Em fundo, os factores determinantes para a valorização continuam presentes, como seja a saída da crise pandémica com a crescente vacinação em todo o mundo, embora mais lenta nos países pobres, especialmente os africanos, e o apertado e, aparentemente, inamovível programa de retoma da produção na OPEP+, a organização que junta os 13 Países Exportadores (OPEP) e 10 aliados, com a Rússia à frente, que desde 2017 unem esforços para manter o mercado equilibrado.
Este programa de cortes e retoma da OPEP+ tem como marca determinante a manutenção de aumento de produção de 400 mil barris por dia mensalmente, até Dezembro, tendo começado em Julho, embora as grandes economias, como a União Europeia, esta a viver uma severa crise por causa do elevado preço do gás natural, e os EUA, mantenham uma pressão assinalável para que o "cartel" aumente de forma mais robusta a sua produção diária.

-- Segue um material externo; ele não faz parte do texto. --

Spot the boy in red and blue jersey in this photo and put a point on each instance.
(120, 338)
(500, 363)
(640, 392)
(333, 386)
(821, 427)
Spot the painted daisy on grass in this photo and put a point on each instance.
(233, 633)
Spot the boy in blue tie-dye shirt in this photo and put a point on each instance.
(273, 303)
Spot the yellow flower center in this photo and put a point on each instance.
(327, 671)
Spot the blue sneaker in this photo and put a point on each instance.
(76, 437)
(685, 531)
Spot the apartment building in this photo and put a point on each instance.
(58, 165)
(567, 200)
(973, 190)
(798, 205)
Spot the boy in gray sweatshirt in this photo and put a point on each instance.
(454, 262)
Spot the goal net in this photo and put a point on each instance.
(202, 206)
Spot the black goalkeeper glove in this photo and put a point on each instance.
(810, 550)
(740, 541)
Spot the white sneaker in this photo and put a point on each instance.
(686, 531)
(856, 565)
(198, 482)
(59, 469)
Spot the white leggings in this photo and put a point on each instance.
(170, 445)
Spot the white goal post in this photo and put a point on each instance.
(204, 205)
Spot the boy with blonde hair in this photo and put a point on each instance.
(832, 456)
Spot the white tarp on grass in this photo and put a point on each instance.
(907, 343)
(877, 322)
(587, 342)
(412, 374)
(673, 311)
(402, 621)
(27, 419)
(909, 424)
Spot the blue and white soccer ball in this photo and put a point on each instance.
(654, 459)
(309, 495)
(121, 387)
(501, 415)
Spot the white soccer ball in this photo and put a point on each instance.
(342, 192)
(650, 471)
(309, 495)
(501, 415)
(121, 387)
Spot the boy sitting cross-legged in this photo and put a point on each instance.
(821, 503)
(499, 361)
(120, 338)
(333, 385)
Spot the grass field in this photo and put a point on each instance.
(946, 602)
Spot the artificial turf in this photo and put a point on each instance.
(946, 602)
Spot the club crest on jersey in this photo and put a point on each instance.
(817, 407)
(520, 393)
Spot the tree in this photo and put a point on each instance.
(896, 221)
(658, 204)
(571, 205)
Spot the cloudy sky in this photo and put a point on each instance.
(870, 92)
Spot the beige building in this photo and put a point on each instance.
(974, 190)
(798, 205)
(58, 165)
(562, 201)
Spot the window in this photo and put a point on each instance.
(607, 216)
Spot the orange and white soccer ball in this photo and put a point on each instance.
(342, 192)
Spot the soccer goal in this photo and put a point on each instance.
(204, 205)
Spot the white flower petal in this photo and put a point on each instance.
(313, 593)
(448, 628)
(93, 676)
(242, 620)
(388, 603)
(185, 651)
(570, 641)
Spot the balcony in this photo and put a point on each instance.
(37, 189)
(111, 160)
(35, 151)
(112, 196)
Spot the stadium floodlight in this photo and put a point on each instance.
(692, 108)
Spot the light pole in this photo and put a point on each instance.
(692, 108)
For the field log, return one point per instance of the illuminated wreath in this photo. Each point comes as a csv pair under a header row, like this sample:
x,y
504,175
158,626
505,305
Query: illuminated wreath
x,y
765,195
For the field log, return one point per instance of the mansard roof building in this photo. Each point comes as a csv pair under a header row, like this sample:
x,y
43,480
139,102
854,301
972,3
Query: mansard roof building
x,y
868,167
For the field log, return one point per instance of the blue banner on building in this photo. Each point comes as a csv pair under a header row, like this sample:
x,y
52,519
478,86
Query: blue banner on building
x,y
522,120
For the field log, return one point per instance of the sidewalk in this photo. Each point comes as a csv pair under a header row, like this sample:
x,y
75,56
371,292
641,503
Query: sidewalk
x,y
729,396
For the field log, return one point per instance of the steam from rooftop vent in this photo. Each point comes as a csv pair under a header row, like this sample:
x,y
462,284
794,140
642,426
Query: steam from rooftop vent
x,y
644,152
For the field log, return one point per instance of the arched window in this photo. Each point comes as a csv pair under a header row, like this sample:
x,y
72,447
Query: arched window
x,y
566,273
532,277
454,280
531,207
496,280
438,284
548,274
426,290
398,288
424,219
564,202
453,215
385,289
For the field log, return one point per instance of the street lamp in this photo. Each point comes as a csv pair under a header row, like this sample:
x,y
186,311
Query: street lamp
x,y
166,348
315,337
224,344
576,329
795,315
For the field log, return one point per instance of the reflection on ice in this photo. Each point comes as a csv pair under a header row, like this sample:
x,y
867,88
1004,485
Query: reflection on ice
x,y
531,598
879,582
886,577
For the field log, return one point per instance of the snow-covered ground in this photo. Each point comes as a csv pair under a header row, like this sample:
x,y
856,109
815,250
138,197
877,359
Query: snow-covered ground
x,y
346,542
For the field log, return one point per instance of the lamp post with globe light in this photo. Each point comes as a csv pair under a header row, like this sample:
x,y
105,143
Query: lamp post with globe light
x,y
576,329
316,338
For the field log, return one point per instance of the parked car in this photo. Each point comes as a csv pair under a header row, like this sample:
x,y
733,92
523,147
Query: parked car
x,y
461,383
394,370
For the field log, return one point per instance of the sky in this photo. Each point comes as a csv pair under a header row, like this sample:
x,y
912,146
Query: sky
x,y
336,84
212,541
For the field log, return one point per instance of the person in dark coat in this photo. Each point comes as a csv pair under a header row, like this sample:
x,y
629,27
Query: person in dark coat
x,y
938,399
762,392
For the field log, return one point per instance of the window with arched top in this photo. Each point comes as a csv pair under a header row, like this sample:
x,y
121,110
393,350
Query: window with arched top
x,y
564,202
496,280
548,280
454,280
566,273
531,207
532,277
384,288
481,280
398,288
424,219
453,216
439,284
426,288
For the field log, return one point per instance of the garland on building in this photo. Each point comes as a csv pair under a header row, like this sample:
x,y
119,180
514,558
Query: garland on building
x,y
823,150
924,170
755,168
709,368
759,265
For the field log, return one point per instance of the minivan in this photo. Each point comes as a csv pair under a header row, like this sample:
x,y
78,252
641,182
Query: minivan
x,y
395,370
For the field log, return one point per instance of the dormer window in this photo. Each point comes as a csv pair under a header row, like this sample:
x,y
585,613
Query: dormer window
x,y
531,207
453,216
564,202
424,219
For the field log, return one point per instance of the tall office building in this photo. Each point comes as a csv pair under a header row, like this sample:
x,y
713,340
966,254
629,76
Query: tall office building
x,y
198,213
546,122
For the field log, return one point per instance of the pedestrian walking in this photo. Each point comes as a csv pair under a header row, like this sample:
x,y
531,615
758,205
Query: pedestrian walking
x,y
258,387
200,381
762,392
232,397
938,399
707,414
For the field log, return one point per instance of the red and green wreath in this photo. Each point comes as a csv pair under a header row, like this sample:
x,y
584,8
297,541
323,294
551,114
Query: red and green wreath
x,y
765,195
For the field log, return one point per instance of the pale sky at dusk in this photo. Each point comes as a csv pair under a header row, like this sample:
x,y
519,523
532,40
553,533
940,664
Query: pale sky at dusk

Note-se que os actuais preços são de modo a proporcionar uma interessante folga nas contas públicas nacionais porque o OGE 2021, em vigor, foi elaborado com o barril a um valor médio de referência de 39 USD, o que leva a que os actuais 86 permitam uma folga relevante.
Angola tem ainda nas exportações de crude um pilar estrutural da sua economia, valendo mais de 95% das exportações, 60% do dinheiro gasto pelo Estado e mais de 30% do seu PIB.